Congo Journal 9


Babies, Blossoms and Blessings

When friends and acquaintances ask Bill or my kids how I’m doing, they say, “Lynne’s doing great!  She’s got her ‘causes’—and she’s more committed and active than ever.  And she’s got Henry and Mac—and she loves every minute she gets to hang out with them!”  It’s true.  For me, this is the best era of life so far.  I am energized by the juxtaposition of “engaging deeply with the needs of a broken world” and “enjoying the simple pleasures of a baby’s laugh or a game of tag with a five-year-old.” 

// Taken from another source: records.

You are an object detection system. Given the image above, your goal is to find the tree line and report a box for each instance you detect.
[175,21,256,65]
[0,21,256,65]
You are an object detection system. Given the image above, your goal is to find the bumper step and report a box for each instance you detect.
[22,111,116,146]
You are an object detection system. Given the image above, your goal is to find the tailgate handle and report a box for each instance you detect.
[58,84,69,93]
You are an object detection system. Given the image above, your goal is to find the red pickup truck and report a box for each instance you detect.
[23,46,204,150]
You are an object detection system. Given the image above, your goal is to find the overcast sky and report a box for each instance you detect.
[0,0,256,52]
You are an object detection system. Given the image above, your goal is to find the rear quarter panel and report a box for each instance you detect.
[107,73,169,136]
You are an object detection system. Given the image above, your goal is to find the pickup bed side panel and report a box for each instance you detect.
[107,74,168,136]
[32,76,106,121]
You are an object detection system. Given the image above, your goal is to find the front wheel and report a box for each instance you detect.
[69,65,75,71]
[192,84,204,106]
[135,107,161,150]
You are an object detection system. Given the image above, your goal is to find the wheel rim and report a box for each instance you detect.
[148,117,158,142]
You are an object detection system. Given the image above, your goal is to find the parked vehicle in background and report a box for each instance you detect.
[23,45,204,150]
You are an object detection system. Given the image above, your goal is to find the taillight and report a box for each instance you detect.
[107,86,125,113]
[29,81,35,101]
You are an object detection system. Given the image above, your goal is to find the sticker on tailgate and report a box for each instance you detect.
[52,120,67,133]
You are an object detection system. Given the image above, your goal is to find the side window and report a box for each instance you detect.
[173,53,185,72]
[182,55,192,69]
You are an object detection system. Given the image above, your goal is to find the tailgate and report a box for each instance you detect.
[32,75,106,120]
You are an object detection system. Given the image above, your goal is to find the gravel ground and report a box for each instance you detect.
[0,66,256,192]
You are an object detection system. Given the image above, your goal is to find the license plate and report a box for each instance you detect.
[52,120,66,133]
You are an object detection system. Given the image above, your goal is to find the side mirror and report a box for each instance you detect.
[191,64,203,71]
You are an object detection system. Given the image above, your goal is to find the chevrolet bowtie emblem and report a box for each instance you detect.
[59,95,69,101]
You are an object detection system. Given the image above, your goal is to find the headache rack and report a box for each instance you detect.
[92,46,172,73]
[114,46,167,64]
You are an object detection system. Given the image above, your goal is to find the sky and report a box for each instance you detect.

Recently I’ve added something new to the simple pleasures side of things.  I schedule regular visits to my local florist—an Iranian woman who fills her little shop with white peonies and deep pink lilies and peach-colored roses and spring green bells of Ireland.  Yesterday I visited her to get flowers to arrange for an event Bill and I hosted at our house last night: a dedication party for our two grandsons and for our niece’s two daughters.   I don’t know why I didn’t manage to get a decent photo of the “ceremony”—perhaps because there was too much wiggling and too little light.  But you get the idea.  Four young parents.  Two five-year-olds—Henry Todd Niequist and Marley Grace Martinez.  Fifteen-month-old Harper Lynne Martinez and eight-month-old William MacIntyre Niequist (Mac).

It was a profound and lovely evening.  Family and friends committing ourselves to these two young families that we love.  (And later, filling the dishwasher with plates and forks and scooping mountains of crumbs up from the green carpet.) 

But back to the flowers.  I am in awe of the beauty of flowers; my soul is filled by the color and form of these living gems.  My friendly florist knows this, and knows that I often visit her before or after a challenging trip, when I need to be comforted or healed or lifted by beauty.  Yesterday while I pulled blossoms from the bins in her cooler, I thought about the Congo.  And while she wrapped my chosen
treasures—white and fragrant in honor of the innocent young lives we were celebrating last night—I told her about Congo. 

I told her about the horror of conflict and the trauma of rape, but also about the lushness of the landscape and the riot of color in the locally made fabrics. I told her that in a place like Congo you see the worst of humanity—and the best. 

In a little over an hour my boys will come to spend the afternoon.  Henry and I will play ten games of Sorry or pretend we know how to play Battleship, while Mac will gnaw on red and green and yellow teething toys and climb and fall and bump his head on every hard surface in the house.  We’ll have a ball. 

And then this evening, after they head home and go to bed, I’ll start packing for Congo.  Malaria pills?  Check.  Sunscreen?  Check.  Black slacks?  Check.  Hand washable and quick drying tunic tops?  Check.  A heart filled and grateful for the beautiful blessings of my life?  Check. Check. Check.  Check.  Check.